Mid 1990s: Inman, veteran of Gulf War I, is recruited by DHARMA (The Others? Does he know that there was a coup from the original DI?) to man the Swan Station with Razinsky. Patchy is recruited from the former soviet army to work in the other station (Flame?). Same question about Patchy knowing his employers.

1990s-Present: Someone (who??) keeps making air drops to the folks in the Swan station, with DHARMA-supplies. If The Others killed everyone in the DHARMA compound, who is still funding and manufacturing these goods?

Present(ish): Losties begin their adventures, meet The Others, whom they first believe to be savages, then they believe to be The DHARMA Initiative, then they learn that they are "Others" (pre-DHARMA folks).

Any gaping holes to fill/things to correct? I'd like to maintain this fingertip grasp at the edge of the Lost storyline.

Liz Kelly: Yep, that looks right-ish from a quick scan. Though there is much, much more. There's a slightly more fleshed out timeline available at Lostpedia, but I have a feeling there will be something much more robust and dynamic online soon to help sort out the chronology.

Jen Chaney: A "feeling." Liz is clearly having a flash-forward moment.


Richmond, VA: How awesome would it be if Ben teamed up with Jon Hamm to help market "Jon Hamm's John Ham?" Don't get caught short on a creepy island without it!

Jen Chaney: That would be super-awesome. I would pay just to watch Jon Hamm and Michael Emerson in a commercial together.
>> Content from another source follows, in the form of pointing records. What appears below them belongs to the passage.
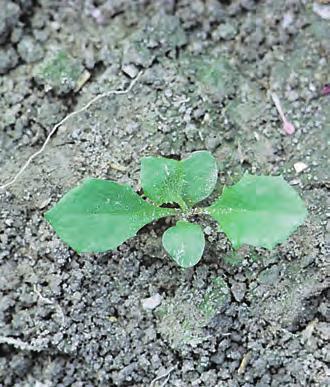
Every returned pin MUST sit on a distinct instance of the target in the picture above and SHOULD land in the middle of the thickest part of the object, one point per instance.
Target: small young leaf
(100, 215)
(185, 243)
(183, 182)
(258, 210)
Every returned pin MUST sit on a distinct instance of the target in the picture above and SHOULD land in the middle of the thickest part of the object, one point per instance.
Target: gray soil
(239, 318)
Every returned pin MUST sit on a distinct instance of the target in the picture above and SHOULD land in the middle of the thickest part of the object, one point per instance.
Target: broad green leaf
(184, 182)
(259, 210)
(100, 215)
(185, 243)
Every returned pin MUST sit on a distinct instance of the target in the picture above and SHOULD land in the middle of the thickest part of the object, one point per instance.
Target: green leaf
(100, 215)
(183, 182)
(184, 243)
(259, 210)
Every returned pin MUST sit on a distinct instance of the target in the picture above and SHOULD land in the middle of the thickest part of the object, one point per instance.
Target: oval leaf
(259, 210)
(184, 182)
(100, 215)
(184, 243)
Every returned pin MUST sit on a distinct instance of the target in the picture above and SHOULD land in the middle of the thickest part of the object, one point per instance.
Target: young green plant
(100, 215)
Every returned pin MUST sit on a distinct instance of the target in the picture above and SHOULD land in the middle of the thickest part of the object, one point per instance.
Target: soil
(239, 318)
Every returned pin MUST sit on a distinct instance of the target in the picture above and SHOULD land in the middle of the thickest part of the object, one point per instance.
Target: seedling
(100, 215)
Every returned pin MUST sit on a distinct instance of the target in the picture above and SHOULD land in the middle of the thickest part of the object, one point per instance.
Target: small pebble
(151, 302)
(300, 166)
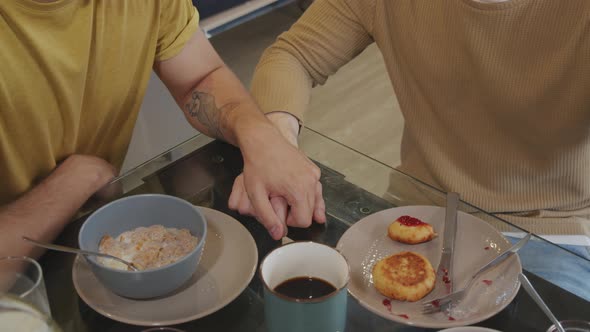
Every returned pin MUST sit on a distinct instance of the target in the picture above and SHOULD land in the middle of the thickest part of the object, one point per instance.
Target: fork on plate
(439, 304)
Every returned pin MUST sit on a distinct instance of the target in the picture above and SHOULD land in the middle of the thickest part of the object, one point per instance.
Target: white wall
(160, 126)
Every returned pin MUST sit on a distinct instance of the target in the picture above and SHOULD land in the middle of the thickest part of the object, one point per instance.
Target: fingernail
(276, 231)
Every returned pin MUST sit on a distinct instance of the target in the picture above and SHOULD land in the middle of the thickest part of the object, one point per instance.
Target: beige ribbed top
(495, 96)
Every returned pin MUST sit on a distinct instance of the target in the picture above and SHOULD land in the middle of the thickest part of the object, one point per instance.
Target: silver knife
(444, 274)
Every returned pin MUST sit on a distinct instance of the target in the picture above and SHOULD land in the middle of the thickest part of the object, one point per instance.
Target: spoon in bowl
(56, 247)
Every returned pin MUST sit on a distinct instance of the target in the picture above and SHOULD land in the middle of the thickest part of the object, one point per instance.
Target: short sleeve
(179, 20)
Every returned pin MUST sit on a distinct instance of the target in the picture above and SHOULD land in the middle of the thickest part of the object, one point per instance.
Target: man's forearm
(220, 107)
(42, 212)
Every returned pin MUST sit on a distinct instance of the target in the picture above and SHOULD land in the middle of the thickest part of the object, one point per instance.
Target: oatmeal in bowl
(163, 236)
(147, 247)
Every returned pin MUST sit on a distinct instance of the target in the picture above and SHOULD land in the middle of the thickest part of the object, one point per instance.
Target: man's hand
(42, 212)
(217, 104)
(302, 190)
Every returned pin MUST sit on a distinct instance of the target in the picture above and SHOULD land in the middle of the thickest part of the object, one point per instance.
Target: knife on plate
(444, 273)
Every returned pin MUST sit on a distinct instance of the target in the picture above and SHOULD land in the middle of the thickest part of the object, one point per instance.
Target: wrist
(87, 173)
(287, 124)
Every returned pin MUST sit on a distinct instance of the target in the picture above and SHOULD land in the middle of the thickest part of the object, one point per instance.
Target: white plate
(476, 243)
(227, 266)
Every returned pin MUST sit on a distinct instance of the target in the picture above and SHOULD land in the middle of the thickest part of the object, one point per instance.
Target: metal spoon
(79, 251)
(528, 287)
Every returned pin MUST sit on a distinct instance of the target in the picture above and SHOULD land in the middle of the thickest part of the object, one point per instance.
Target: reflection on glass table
(355, 187)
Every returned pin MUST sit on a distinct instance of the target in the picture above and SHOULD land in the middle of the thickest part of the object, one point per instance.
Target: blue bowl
(136, 211)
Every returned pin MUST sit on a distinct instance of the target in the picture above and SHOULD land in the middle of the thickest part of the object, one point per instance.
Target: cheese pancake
(405, 276)
(410, 230)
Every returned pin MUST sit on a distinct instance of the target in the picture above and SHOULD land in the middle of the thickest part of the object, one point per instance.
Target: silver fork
(437, 305)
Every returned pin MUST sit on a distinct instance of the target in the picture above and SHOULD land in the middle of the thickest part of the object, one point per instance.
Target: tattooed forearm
(202, 108)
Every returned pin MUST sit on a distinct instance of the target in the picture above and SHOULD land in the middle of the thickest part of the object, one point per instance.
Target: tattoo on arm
(202, 107)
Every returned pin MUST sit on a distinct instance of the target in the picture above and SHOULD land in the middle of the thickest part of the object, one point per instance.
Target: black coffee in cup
(305, 288)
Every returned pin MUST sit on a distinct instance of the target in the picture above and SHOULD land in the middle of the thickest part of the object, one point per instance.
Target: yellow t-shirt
(74, 73)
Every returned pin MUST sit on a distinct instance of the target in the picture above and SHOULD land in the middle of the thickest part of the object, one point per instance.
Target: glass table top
(202, 171)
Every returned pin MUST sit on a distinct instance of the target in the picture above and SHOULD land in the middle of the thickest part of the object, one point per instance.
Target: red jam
(387, 304)
(410, 221)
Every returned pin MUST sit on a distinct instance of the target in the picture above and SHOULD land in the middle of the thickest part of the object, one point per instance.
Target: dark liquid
(305, 288)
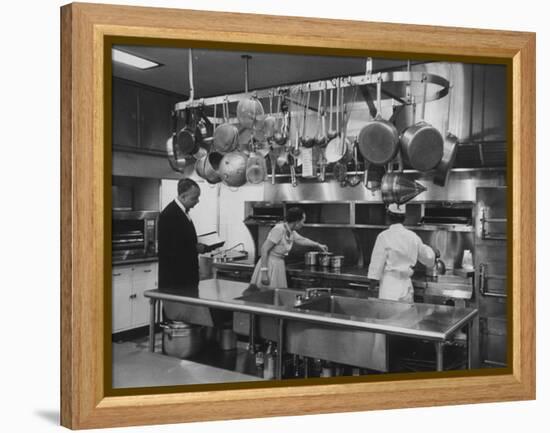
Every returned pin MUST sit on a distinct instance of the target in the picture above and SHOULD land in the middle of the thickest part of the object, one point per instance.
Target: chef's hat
(396, 209)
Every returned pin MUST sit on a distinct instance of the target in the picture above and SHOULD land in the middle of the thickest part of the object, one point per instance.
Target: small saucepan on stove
(336, 262)
(324, 259)
(311, 258)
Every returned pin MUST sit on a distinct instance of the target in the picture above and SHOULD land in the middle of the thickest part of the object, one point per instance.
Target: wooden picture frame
(84, 270)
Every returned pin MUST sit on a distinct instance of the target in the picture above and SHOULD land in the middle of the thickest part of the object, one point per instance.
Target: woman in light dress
(270, 271)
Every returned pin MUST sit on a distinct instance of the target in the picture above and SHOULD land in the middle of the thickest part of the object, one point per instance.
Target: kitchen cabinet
(130, 308)
(141, 117)
(125, 114)
(155, 125)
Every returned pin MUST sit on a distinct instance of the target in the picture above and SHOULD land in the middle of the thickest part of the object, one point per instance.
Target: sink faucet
(317, 291)
(234, 246)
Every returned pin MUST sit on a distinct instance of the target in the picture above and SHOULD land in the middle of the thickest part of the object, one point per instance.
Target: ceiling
(218, 72)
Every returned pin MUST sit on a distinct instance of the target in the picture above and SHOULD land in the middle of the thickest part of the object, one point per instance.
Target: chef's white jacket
(395, 252)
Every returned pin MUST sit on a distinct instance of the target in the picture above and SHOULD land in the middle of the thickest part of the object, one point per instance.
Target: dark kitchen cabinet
(141, 117)
(125, 114)
(155, 124)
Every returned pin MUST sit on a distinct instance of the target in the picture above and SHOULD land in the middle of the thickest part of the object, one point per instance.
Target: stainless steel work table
(437, 323)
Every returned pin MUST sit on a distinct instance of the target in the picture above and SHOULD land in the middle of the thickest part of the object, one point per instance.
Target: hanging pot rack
(396, 85)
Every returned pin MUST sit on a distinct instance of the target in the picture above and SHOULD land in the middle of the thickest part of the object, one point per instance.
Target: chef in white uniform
(395, 252)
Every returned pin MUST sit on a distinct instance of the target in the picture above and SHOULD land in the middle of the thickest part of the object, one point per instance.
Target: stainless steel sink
(266, 327)
(355, 307)
(274, 297)
(342, 345)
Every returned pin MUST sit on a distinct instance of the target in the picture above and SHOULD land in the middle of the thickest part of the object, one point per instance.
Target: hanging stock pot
(232, 169)
(378, 140)
(207, 167)
(421, 143)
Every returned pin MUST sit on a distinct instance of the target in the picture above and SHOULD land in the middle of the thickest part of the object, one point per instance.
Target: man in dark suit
(178, 248)
(178, 252)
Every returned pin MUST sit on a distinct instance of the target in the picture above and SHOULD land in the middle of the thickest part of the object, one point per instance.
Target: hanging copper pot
(421, 143)
(378, 140)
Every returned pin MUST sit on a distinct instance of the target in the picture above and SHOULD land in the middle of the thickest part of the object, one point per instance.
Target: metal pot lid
(180, 325)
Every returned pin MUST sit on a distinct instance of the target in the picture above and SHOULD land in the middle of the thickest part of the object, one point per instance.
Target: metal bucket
(181, 339)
Not so random anymore: When we first saw Faraday, Charlotte and Miles, we thought they were randomly picked by Widmore for their expertise. But now, it looks like that all of them at one point in their lives have been in the island (this assuming that Miles is Dr. Candle's baby). Is it possible that Widmore has some sort of manifest or some kind that has every person's name who ever stepped on the island? Could it be the black book? Or is he getting his orders from Jacob?

Liz Kelly: It would match up, in a way, with the lists we heard Ben talk about in seasons 1 and 2 -- remember he sent Ethan to bring back Oceanic survivors who were on Jacob's list? Maybe Widmore has a similar list or access to Jacob's rolls.
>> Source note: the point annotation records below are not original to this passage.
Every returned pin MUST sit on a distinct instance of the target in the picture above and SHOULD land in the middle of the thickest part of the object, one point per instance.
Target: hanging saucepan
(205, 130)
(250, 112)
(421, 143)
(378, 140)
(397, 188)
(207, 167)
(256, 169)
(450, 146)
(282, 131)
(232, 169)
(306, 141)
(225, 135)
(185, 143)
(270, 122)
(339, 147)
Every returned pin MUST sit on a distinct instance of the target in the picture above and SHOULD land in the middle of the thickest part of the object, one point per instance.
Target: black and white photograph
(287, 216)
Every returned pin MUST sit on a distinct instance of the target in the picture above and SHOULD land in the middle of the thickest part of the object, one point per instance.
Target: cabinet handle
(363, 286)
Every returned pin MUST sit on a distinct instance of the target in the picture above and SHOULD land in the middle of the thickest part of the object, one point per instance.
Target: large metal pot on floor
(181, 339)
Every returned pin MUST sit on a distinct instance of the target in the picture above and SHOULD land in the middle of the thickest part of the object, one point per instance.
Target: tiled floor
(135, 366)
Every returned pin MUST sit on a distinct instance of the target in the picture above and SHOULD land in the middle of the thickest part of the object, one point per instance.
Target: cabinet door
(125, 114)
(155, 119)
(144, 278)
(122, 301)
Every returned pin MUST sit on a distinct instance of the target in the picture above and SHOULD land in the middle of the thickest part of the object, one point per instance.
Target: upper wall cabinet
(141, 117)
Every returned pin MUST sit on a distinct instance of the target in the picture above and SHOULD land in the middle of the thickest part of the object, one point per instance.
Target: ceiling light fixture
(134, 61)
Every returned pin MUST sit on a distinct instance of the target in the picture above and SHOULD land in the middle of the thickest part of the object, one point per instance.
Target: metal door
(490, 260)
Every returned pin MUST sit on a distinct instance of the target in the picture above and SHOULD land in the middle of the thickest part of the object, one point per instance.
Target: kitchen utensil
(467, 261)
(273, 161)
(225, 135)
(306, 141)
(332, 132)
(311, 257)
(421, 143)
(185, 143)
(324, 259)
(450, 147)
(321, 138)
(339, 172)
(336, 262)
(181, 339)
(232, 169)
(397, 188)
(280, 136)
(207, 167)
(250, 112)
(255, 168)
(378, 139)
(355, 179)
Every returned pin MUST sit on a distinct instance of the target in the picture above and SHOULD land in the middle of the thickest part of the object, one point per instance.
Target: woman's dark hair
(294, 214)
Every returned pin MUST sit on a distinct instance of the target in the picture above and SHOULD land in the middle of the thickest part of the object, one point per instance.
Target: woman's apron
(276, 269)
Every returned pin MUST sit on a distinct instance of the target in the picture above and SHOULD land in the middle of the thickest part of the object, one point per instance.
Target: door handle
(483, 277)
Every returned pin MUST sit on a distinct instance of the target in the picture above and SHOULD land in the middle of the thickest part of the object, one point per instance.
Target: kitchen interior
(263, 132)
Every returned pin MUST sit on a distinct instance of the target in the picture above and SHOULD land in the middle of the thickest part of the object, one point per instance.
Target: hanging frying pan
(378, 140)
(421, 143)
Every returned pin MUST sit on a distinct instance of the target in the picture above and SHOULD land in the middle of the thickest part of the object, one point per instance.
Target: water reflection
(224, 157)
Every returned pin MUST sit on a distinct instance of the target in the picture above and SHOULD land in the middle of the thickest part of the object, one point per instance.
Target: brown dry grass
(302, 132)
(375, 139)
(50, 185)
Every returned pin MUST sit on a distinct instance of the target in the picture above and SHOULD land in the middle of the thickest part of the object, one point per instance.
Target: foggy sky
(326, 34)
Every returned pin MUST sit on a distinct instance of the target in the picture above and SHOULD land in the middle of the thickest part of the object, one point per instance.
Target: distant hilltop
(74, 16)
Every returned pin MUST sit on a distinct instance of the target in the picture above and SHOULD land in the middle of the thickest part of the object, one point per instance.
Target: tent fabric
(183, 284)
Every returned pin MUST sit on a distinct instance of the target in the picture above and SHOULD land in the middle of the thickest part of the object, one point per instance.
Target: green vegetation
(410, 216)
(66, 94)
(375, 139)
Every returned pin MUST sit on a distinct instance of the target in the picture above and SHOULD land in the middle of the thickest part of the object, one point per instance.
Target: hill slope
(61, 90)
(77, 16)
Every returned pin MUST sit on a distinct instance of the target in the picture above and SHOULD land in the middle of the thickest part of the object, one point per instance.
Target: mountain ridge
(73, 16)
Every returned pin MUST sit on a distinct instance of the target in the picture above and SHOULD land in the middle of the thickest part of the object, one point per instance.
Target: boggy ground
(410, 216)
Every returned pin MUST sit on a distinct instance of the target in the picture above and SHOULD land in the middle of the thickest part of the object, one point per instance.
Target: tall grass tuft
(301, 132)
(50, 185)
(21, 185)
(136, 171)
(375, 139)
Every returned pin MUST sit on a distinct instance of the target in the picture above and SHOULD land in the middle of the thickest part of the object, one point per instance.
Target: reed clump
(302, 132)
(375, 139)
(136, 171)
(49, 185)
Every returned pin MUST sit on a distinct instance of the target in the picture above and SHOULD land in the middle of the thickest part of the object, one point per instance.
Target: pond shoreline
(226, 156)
Bethesda, Md.: Some equal time for us guys here ... who's hotter, the young Rousseau or Ellie (perhaps the young Hawking)?
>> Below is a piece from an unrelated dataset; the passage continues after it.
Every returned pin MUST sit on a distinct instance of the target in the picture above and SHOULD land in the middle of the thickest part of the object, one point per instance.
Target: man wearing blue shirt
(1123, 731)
Liz Kelly: I can't believe Producer Paul didn't weigh in here. I'll open this up to the male side of the audience, tho.


Washington, D.C.: How does Sun know that Ben caused Jin's ersatz death?

I assume "Jeremy Bentham" told her. He was a witness and visited each of the other Oceanic 6.

Jen Chaney: Yes, fair assumption. That is a key missing ingredient. We know Bentham talked to just about everyone off-island, but we don't know what he said exactly. Hopefully we'll find out soon.


College Park, Md.: So because Danielle was prego before she got to the island does that mean Ben wasn't Alex's actual poppa?

Liz Kelly: There was a lot of back-and-forth about this in the comments section of today's analysis. I'm thinking yes, that's exactly what that means. Alex was basically appropriated by Ben at some point -- perhaps stolen in the same way they Others tried to take Aaron from Claire and took Walt from Michael.


Colesville, Md.: Speaking of not sharing information, what about when Ben and Sayid are in the car together and Ben asks why Sayid took it upon himself to save Hugo and Sayid answers I had to know Hurley was safe. What? That made no sense, answered no questions and was just a restatement of the question.

Jen Chaney: Disagree somewhat. Remember when Hurley expressed his anger toward Sayid for not backing him up when he said he didn't want to lie about the plane crash?

Sayid insisted on lying and his life turned into a mess, all controlled by Capt. Linus. He probably realizes now that he should have listened to Hurley and now feels so guilty that he feels obligated to protect him from Ben. Just a guess, but would at least partially explain his answer.


So what?: A request for your chat with Mr. Emerson: After last night's show I want a special Emmy category created just for him called the "Meh" award for outstanding portrayal of slight amused nonchalance in an otherwise high-drama scene. Wow! It's easy to spot over-the-top emotional handwringing, but being the least emotional person in the scene while owning it is all the more impressive.

Liz Kelly: Yes, he does set the bar rather high. His spot on delivery just makes Evangeline Lilly look that much more like a refugee from a high school production of "West Side Story."

Jen Chaney: Yeah, why don't they have a "Meh" Award?

Liz just can't stop the Kate Hate. I think Lilly's a decent cryer. Her reaction in the scene where she was told she'd have to give up Aaron was pretty convincing. Then again, maybe I was just emotional because the thought of giving up a child is pretty horrifying to me.

Liz Kelly: See, now how am I supposed to come back against that?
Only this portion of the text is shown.